For a brand new plane that is unacceptable to me. I'd return it and buy Veritas instead.

I've never spent more than 10 minutes on a vintage Stanley plane blade.


----------



## DocBailey (Dec 9, 2011)

I have a partial, but important, solution.

Discussions of how things should be, may be appropriate in reference to new irons, but there is many a vintage blade that needs extensive work.

After years of finger-numbing work, I finally smartened up and started using a hunk of wood.
bolt the blade to it and you'll find that you can apply a great deal more force at no cost to your joints.

Others have used a big rare earth magnet for the same purpose.

have a look here, about a third of the way down the page.


----------



## ColonelTravis (Mar 19, 2013)

I've had a few blades in bad shape but never spent 2.5 hours flattening any of them. You started way too high a grit for big work like that, I've tried flattening blades or chisels on my coarse Dia Sharp, which is 325 - just insane. Never again. Get a granite stone and 60 grit sandpaper - massive metal remover.


----------



## WayneC (Mar 8, 2007)

Only the cutting edge needs to be flat… So you may have polished more than you needed to. Also, there is a trick known as the ruler trick.






Better video


----------



## rad457 (Jun 15, 2013)

2 sided tape a small block of wood onto the plane blade, start with 80 to 180 grit adhesive backed paper on flat surface, then I go to a 1000 water stone and finish polish on a 8000! (Mirror) for bad vintage blades, about 30 to 60 min.? When the plane is a keeper/worker a PMV11 blade from LV is installed, 10min prep!
Hock blades for Krenov planes take 30 to 45 min. because of the chip breaker.


----------



## mandatory66 (Jul 26, 2012)

Doc, hunk of wood sounds like it will sure help, so does using the 2 sided tape to attach it recommend by rad457. Will try starting with larger grit paper on a flat surface next time. Will look into the PM11 blade in the future. I did get that sucker flat my best shaving was .0005. WR not up to LN but will get the job done. Thanks to everyone for the advise, that block of wood will sure save my fingers.


----------



## TRHeath (Jan 20, 2014)

I'd return it. I bought a WR #6 and a Pinnacle blade/chipbreaker for a #4 a week ago. Between the two of them I probably didn't spend more than 20 minutes flattening and sharpening to 16000 grit. I started the back of the blades on a 1000 grit waterstone and had them polished in about 1/8" within a few minutes.
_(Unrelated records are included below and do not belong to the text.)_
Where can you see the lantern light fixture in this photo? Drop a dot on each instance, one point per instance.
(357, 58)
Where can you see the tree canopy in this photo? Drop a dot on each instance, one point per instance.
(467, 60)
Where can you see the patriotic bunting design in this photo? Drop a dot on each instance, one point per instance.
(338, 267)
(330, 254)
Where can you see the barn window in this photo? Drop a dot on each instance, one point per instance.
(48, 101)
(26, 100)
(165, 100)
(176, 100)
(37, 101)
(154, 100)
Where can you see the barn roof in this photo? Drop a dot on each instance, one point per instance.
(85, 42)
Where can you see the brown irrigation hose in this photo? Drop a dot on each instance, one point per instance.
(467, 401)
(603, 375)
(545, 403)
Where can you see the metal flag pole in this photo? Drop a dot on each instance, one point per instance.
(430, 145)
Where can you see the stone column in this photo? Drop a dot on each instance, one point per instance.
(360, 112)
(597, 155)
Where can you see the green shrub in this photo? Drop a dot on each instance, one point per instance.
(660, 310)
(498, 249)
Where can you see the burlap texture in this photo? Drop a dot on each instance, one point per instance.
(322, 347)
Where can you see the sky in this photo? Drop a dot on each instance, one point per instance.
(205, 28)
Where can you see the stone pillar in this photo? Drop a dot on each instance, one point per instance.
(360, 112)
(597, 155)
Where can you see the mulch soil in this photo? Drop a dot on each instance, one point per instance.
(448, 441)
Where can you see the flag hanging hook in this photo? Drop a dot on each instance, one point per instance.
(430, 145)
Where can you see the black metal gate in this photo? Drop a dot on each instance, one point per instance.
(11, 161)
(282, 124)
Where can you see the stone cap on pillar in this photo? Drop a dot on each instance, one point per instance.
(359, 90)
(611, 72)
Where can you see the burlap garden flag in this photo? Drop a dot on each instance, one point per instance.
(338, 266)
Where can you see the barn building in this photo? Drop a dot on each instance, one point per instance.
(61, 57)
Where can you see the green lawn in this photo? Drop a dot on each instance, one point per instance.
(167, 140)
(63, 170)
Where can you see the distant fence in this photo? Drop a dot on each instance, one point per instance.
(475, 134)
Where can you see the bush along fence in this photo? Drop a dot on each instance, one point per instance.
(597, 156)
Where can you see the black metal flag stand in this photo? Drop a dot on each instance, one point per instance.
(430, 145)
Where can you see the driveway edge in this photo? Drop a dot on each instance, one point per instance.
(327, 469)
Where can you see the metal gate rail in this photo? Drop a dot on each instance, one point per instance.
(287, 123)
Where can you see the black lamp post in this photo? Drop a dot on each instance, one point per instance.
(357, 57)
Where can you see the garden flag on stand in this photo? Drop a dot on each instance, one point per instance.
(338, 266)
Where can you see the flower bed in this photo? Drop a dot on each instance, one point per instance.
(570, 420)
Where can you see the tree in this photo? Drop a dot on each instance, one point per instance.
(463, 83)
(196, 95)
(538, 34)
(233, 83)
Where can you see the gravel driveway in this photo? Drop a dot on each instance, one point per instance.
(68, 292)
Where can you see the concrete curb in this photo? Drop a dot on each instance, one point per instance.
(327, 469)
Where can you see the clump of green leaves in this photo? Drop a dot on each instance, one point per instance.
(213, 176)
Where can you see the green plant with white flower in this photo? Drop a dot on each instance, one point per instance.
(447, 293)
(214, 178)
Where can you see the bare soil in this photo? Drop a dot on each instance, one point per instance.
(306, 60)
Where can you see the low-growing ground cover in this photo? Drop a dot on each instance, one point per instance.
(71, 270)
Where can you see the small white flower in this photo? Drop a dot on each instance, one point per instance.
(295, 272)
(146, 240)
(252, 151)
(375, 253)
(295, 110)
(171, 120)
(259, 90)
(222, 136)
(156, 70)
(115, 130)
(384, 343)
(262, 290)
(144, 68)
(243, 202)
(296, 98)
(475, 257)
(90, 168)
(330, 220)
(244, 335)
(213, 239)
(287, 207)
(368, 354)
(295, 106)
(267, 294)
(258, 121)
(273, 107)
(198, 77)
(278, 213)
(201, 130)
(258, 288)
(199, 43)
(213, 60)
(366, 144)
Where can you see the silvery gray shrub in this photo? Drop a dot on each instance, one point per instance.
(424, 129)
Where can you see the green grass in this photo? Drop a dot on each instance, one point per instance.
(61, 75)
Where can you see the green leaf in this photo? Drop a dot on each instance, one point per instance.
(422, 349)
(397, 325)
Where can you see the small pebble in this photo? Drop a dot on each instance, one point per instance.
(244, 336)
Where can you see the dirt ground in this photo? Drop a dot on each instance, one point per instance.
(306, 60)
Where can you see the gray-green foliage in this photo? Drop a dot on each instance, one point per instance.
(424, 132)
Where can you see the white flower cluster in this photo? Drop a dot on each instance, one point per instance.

You must of gotten a bad blade. In fact, I was so impressed with them that I just ordered a #4 1/2 and a #5 1/2 a few minutes ago.


----------



## unbob (Mar 10, 2013)

When a thin item like a plane blade is made, its surface ground on both sides. To help keep it flat it has to be flipped several times grinding both sides more evenly. Otherwise, if a blade is surface ground completely on one side, then the other side completely ground, the blade will warp-curl….
To produce a blade that is flat, it takes more time and cost more.


----------



## rwe2156 (May 7, 2014)

My WR #6 blade took more time to flatten than I expected, but no more than 30 mins.
Even at that, the best I could do was get a 1/16" behind the middle of the edge, so its gonna need more flattening. I was a little disappointed, but since I have a Veritas blade to fit, I didn't go any further.
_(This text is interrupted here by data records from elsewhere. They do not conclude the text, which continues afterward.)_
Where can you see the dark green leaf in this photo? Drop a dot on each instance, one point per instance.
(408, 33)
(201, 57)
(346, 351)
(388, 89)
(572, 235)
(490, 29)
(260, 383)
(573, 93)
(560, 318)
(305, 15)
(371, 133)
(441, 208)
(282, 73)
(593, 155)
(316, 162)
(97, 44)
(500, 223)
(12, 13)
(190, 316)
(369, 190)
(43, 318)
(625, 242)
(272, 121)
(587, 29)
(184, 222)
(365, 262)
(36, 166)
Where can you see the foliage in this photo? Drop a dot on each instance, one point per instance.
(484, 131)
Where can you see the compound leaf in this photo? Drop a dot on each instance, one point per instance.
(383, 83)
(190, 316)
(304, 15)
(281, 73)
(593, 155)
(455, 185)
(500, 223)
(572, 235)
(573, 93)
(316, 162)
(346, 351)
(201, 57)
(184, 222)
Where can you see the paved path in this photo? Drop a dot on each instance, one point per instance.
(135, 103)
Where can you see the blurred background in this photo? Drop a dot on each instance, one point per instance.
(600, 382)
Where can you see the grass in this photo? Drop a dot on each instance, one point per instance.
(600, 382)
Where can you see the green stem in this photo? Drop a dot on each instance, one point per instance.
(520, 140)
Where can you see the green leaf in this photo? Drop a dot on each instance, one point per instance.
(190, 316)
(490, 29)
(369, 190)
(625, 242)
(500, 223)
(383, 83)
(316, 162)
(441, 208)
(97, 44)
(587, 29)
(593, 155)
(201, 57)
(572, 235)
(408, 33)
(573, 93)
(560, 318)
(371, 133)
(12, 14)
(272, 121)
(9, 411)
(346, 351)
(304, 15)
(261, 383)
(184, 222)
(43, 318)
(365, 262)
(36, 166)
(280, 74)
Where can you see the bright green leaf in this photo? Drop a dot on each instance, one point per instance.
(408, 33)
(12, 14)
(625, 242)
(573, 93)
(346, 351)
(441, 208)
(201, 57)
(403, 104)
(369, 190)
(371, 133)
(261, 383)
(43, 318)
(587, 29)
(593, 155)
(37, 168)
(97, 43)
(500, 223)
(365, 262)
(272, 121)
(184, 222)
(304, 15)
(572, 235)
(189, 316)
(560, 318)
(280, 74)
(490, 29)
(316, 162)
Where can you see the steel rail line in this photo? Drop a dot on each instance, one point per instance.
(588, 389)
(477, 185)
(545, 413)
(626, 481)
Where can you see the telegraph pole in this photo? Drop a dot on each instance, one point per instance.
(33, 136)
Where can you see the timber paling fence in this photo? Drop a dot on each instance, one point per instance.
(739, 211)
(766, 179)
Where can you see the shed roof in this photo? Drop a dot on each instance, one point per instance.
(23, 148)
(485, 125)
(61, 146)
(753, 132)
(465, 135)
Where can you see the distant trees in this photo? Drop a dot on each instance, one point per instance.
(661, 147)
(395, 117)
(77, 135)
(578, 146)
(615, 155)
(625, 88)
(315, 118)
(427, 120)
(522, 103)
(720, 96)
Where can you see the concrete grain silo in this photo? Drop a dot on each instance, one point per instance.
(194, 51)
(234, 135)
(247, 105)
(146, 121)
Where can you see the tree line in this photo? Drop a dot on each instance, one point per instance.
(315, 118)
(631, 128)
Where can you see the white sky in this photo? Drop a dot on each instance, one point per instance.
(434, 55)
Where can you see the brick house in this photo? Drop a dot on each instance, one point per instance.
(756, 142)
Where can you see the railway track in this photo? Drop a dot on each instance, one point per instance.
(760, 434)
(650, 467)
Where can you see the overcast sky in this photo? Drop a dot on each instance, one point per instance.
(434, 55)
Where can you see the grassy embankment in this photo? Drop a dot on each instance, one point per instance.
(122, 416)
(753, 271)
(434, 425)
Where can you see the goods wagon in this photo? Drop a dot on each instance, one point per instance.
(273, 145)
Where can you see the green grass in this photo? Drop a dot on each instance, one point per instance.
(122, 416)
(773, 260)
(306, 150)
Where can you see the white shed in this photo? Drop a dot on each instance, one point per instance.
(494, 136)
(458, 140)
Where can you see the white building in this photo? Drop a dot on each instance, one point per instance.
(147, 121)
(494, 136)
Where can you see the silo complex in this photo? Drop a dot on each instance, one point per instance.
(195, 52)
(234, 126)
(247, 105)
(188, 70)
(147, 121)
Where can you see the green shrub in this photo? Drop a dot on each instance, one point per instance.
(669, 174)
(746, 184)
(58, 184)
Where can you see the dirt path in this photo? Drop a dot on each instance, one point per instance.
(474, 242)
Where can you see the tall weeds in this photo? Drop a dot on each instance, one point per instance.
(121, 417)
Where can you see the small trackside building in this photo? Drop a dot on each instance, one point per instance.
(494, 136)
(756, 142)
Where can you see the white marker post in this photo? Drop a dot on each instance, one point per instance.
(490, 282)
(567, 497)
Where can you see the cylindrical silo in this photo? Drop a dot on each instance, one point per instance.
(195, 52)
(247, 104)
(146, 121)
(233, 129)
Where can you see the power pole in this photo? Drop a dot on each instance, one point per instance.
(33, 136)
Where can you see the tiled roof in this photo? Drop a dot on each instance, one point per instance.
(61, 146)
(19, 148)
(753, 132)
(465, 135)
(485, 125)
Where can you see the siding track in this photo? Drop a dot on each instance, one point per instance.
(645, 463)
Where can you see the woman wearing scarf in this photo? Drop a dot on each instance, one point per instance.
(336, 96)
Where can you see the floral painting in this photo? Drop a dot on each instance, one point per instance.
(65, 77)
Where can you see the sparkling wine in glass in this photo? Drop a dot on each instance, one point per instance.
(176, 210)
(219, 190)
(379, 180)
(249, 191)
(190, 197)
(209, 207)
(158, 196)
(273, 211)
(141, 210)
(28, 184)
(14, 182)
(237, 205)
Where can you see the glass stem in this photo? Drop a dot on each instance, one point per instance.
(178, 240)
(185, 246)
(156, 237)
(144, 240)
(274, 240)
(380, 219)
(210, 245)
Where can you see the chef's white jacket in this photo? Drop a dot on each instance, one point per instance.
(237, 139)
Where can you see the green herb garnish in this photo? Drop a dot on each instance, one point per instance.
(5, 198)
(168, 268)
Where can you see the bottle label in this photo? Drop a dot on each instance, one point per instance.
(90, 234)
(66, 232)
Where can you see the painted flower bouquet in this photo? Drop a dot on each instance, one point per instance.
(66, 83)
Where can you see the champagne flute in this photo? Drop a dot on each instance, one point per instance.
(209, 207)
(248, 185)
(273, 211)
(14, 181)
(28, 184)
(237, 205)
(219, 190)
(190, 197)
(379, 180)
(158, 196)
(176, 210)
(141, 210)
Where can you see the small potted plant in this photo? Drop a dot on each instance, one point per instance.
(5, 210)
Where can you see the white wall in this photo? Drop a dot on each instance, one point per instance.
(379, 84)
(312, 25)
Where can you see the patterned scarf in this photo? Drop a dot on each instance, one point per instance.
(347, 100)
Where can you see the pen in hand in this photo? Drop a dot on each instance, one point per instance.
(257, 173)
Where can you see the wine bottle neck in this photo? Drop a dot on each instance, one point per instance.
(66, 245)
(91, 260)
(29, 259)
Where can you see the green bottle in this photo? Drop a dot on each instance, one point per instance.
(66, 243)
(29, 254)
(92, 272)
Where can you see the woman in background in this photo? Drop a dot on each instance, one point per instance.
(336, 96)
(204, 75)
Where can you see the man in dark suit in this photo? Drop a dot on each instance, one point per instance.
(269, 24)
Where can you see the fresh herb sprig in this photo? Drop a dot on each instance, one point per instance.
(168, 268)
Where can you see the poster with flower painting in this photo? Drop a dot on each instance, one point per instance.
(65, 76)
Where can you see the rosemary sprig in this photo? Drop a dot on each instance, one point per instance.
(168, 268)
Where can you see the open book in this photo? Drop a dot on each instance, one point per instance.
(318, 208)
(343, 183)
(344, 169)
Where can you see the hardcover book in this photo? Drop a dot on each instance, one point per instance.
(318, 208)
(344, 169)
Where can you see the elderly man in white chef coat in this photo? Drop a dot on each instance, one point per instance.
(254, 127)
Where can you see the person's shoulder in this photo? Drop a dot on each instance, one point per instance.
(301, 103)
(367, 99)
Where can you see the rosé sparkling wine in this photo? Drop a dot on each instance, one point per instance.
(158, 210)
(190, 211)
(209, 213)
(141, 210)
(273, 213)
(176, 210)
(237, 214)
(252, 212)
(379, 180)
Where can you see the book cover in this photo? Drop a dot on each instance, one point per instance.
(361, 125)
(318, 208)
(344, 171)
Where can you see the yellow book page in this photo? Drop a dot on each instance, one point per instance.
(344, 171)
As far as your plane, I would have returned it. If you have to take off that much metal, you can't help but wonder how stable the blade is going to be. I can almost guarantee you'll be checking it for flatness from here on out.

Cosman is full it bull making people think they will get a WR plane ready in 10 minutes. 
Remember he's tied into Woodcraft, so what do you expect?

Interesting that the WR blade is thicker than the Veritas blade of the same size.


----------



## BinghamtonEd (Nov 30, 2011)

Wow, I bought a harbor freight plane just to see how they were and it took me less than that, starting at 60-grit sandpaper on a granite tile. I was able to take that lump of crap from a turd to a sharp turd in about an hour. Great paperweight.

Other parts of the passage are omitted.